Les Empires, bâtissant ces fameux édifices dont les pierres suintent le sang et dont le couronnement est un chef-d’œuvre d’infamie, doivent fatalement s’écrouler, car tout ce qui contient des germes de corruption doit périr.

Tant qu’il croit que ses souffrances sont le piédestal de la Patrie, le peuple supporte avec patience un joug pesant ; mais le jour où il voit que ses maîtres exploitent ses instincts généreux à leur profit et n’ont d’autre souci qu’une puissance sans contrôle et une domination inébranlable, il frémit d’indignation, redresse la tête, regarde le despote en face, le précipite du trône ; et, comme un ouragan, dans sa colère, en disperse au loin les débris.

Alors, dans une ardente aspiration vers la force qui le délivrera pour toujours de la servitude, il se tourne vers la République, mais, au moment où elle donne au peuple les grands principes qui le feront sage et fort, un de ces parasites qui vivent de la sève du peuple, sentant déjà la chaleur de la main qui va arracher son masque, s’élance de ses doigts crispés, s’efforce d’étouffer la jeune République, et, quand elle gît à ses pieds, il ose, dans son impudente audace, montrer du doigt à la foule indignée un être imaginaire et crier lui-même : « À l’assassin ! »

Les empereurs et les rois s’efforceront en vain de la tuer ; elle est le principe vital de tout peuple magnanime, le libérateur des nations, le Messie qui doit renouveler la face de la terre.

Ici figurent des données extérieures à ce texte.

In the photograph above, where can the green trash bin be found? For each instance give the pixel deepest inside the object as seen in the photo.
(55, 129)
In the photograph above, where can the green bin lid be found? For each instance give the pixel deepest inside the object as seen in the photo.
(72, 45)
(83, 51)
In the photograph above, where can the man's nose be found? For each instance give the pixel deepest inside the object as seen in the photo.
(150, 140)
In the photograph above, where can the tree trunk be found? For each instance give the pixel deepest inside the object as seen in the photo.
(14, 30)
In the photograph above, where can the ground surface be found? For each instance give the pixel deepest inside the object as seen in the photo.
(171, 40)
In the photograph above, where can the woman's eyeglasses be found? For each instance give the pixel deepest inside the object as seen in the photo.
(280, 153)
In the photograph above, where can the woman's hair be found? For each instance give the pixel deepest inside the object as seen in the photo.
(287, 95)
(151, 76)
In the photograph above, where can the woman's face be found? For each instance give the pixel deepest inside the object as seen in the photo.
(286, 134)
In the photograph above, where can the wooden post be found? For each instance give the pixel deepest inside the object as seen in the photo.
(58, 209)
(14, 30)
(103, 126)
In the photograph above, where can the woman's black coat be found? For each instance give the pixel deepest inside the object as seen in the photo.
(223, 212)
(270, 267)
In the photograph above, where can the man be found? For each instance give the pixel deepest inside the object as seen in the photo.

Elle a apparu, et elle a dit à la France paralytique : « Lève-toi, et marche ! » Et la France intelligente est debout, tendant les bras à celle qui est son salut. Et elle regarde en arrière, et elle évoque les siècles ; et les siècles poudreux se dressent à sa voix, laissant dérouler des plis de leur suaire les cadavres que leur ont jetés les rois.

Peuple, veux-tu vivre dans une éternelle enfance ? Veux-tu toujours semer pour qu’un étranger récolte ? Veux-tu mettre au monde des enfants dont un prince {héritera comme on hérite d’une pièce de terre ou d’un vil troupeau ?

Peuple, dis, le veux-tu ?

Le chacal guette la proie, et les chiens attendent la curée…

Non ! non ! tu ne le veux pas ! tu ne le veux plus ! Tu repousses avec horreur ces êtres cruels qui se repaissent du plus pur de ton sang et tu t’écries : « Il n’est pas juste que tous se sacrifient pour un seul, quel qu’il soit ; mais que l’intérêt particulier s’efface devant l’intérêt commun. Unissons-nous, serrons nos rangs et regardons l’avenir d’un œil hardi ! »

L’avenir est à vous, fils de Quatre-vingt-neuf, qui marchez vers le bon, le juste, et l’honnête comme le doit tout cœur républicain.

Car, il n’y a pas deux sortes de République, la bonne et la mauvaise ; il n’y en a qu’une ! La République étant LA CHOSE DU PEUPLE, LE BIEN PUBLIC, il n’y a pas plus deux sortes de République qu’il n’y a deux sortes de bien.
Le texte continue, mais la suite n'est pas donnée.